Korean J Physiol Pharmacol 2022; 26(6): 415-425

Published online November 1, 2022

Copyright © Korean J Physiol Pharmacol.

Myricetin prevents sleep deprivation-induced cognitive impairment and neuroinflammation in rat brain via regulation of brain-derived neurotropic factor

Bongjun Sur1 and Bombi Lee1,2,*

1Acupuncture and Meridian Science Research Center, Kyung Hee University, 2Center for Converging Humanities, Kyung Hee University, Seoul 02447, Korea

Correspondence to:Bombi Lee

Author contributions: B.S. participated in animal experiments including behavioral tests, and performed most experiments, data analysis. B.L. wrote the draft of the paper, revised the manuscript, and directed the study, contributed to the discussion, edited and approved the manuscript. All authors read and approved the final manuscript.

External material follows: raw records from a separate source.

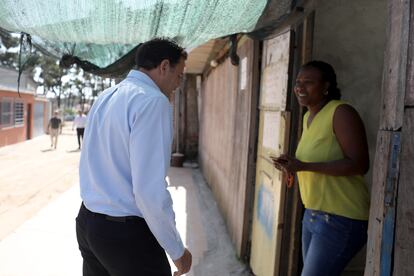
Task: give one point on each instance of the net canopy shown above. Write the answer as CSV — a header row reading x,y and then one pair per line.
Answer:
x,y
102,31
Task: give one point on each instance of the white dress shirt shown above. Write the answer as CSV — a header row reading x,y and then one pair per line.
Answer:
x,y
80,121
126,155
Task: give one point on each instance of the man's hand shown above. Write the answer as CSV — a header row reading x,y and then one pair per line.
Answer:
x,y
287,163
183,264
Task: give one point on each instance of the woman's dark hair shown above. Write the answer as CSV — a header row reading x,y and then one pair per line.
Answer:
x,y
328,75
151,53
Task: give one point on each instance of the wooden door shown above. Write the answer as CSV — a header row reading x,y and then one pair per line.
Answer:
x,y
273,139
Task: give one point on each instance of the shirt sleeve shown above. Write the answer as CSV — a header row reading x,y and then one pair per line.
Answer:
x,y
150,152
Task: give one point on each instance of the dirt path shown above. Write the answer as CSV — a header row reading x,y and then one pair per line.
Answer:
x,y
32,175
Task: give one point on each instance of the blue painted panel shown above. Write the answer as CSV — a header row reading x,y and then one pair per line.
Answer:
x,y
265,209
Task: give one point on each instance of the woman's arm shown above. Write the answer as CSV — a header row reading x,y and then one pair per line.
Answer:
x,y
350,132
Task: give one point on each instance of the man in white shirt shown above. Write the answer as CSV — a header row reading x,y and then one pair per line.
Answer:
x,y
126,220
79,123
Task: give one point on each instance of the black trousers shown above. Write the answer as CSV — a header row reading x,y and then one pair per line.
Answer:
x,y
79,133
112,247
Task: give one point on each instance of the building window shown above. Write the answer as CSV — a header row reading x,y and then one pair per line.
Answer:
x,y
18,113
6,112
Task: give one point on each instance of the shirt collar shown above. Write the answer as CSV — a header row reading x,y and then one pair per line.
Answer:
x,y
140,76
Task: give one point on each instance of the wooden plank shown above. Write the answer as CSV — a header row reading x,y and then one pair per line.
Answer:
x,y
390,194
395,65
404,242
225,141
376,217
409,98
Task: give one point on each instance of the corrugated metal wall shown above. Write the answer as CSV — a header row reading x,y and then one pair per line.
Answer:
x,y
227,135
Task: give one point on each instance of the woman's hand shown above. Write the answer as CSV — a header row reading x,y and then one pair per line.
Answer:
x,y
287,163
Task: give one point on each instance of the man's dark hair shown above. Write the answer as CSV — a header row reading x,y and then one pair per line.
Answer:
x,y
328,75
151,53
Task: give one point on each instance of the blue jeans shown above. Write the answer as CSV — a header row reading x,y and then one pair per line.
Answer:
x,y
329,242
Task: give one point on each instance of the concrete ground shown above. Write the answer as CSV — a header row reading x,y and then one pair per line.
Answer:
x,y
39,200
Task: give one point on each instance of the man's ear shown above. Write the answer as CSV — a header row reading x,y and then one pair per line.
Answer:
x,y
164,66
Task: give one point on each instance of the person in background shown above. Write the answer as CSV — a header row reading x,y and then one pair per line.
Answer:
x,y
79,123
54,128
126,221
331,159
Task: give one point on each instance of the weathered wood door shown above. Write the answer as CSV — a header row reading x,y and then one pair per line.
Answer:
x,y
273,139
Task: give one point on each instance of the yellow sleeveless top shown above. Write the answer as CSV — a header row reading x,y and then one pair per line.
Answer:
x,y
340,195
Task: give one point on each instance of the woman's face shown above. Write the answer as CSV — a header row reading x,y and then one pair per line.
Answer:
x,y
309,88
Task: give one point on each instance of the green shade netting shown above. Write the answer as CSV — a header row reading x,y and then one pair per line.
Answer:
x,y
102,31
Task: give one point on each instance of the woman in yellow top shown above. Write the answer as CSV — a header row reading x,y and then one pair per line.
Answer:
x,y
331,159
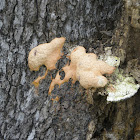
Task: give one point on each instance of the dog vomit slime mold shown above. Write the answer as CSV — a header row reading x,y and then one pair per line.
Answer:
x,y
45,54
85,68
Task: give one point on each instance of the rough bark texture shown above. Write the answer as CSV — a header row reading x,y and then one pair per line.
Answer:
x,y
94,24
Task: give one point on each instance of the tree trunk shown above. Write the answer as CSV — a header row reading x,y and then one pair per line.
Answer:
x,y
94,24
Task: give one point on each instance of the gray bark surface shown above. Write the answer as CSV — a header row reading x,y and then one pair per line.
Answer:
x,y
25,24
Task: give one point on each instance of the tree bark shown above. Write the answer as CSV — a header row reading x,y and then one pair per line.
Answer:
x,y
94,24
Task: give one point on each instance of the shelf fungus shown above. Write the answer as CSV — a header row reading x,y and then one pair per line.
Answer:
x,y
85,68
45,54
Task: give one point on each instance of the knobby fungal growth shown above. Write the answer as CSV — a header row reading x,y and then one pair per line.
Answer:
x,y
45,54
85,68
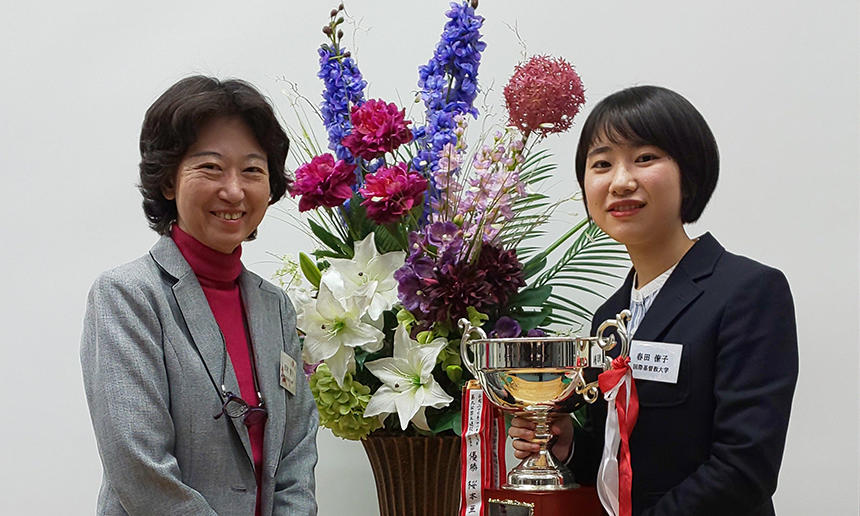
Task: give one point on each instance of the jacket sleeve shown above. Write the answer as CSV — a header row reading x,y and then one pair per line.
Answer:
x,y
755,375
294,479
126,384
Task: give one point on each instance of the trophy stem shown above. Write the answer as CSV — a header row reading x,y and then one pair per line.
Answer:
x,y
540,471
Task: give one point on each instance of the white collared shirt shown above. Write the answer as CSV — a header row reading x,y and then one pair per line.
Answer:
x,y
641,299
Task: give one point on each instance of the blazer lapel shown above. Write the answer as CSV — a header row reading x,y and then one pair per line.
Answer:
x,y
263,313
681,288
203,329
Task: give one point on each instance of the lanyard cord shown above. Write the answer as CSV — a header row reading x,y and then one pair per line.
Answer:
x,y
223,392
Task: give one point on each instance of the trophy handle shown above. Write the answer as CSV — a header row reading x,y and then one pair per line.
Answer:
x,y
468,330
620,325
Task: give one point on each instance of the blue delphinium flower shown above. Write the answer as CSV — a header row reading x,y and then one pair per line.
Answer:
x,y
343,86
449,83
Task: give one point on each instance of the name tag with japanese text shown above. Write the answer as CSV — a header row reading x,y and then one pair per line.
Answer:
x,y
656,361
288,373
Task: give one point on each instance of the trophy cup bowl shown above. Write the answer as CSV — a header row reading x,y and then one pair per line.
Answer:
x,y
540,378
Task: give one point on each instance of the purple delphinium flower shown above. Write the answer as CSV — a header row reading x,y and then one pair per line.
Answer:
x,y
506,327
446,236
343,86
455,63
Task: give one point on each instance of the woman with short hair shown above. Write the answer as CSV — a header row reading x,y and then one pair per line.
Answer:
x,y
191,362
710,441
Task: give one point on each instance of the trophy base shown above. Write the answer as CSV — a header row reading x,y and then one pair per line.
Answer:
x,y
540,479
571,501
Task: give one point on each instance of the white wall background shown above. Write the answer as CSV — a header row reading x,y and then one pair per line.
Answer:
x,y
777,80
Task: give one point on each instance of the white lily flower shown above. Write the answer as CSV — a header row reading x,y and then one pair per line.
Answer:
x,y
408,384
301,298
369,274
333,329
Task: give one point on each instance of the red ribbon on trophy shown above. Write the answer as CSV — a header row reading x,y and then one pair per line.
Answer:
x,y
615,476
483,449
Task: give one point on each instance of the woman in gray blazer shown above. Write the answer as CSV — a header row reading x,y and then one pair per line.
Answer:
x,y
191,363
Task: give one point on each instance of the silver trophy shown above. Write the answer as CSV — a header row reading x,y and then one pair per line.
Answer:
x,y
539,378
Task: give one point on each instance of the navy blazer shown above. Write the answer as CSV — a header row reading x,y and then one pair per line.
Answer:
x,y
711,444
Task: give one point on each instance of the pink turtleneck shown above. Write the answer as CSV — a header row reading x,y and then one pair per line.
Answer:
x,y
218,274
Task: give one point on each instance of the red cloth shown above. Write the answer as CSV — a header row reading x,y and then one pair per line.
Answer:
x,y
218,274
628,413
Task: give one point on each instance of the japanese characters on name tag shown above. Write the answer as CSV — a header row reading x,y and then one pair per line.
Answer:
x,y
656,361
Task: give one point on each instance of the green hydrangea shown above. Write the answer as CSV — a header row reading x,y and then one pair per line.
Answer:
x,y
342,408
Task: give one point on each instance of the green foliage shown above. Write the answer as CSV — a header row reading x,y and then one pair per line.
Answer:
x,y
310,270
341,409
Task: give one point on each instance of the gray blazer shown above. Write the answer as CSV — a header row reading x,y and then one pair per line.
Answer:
x,y
152,357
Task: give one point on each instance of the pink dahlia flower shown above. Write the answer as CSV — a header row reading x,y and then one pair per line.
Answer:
x,y
377,128
391,192
323,182
544,95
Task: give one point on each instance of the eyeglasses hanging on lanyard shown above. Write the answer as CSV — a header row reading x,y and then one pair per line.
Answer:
x,y
234,406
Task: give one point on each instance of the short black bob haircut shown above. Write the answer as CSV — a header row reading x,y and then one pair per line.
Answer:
x,y
651,115
171,125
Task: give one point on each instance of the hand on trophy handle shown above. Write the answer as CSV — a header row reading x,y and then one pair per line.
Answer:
x,y
522,433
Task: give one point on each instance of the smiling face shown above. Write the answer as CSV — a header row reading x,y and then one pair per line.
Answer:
x,y
633,192
222,185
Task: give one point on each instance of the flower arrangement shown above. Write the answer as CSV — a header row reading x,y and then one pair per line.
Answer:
x,y
414,231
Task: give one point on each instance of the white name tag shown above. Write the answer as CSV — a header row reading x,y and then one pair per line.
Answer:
x,y
657,361
288,373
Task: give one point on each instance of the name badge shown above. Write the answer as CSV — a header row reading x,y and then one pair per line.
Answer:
x,y
288,373
656,361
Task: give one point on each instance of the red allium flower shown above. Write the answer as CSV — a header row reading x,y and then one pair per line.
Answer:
x,y
323,182
391,192
377,128
544,95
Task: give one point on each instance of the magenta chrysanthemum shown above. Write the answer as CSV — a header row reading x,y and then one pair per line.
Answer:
x,y
323,182
377,128
391,192
544,95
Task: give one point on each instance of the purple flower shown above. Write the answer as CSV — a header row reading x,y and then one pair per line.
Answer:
x,y
455,63
343,86
506,327
446,236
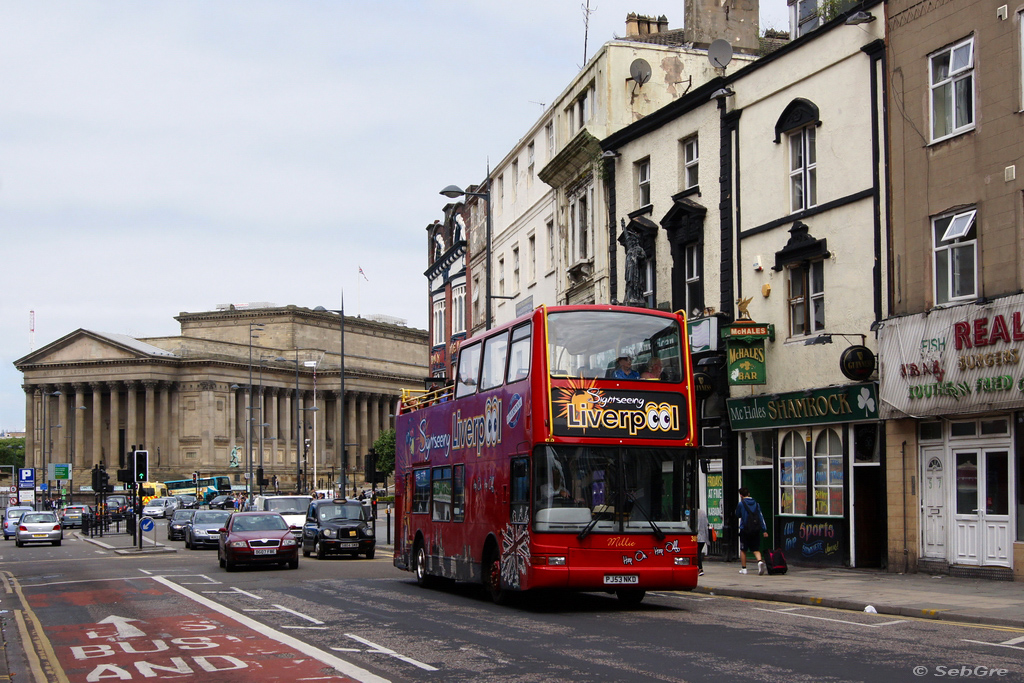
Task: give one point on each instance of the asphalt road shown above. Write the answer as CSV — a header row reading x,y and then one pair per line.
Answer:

Received: October 7, 2021; Revised: September 15, 2022; Accepted: September 15, 2022

This is an Open Access article distributed under the terms of the Creative Commons Attribution Non-Commercial License, which permits unrestricted non-commercial use, distribution, and reproduction in any medium, provided the original work is properly cited.


Memory formation in the hippocampus is formed and maintained by circadian clock genes during sleep. Sleep deprivation (SD) can lead to memory impairment and neuroinflammation, and there remains no effective pharmacological treatment for these effects. Myricetin (MYR) is a common natural flavonoid that has various pharmacological activities. In this study, we investigated the effects of MYR on memory impairment, neuroinflammation, and neurotrophic factors in sleep-deprived rats. We analyzed SD-induced cognitive and spatial memory, as well as pro-inflammatory cytokine levels during SD. SD model rats were intraperitoneally injected with 10 and 20 mg/kg/day MYR for 14 days. MYR administration significantly ameliorated SD-induced cognitive and spatial memory deficits; it also attenuated the SD-induced inflammatory response associated with nuclear factor kappa B activation in the hippocampus. In addition, MYR enhanced the mRNA expression of brain-derived neurotropic factor (BDNF) in the hippocampus. Our results showed that MYR improved memory impairment by means of anti-inflammatory activity and appropriate regulation of BDNF expression. Our findings suggest that MYR is a potential functional ingredient that protects cognitive function from SD.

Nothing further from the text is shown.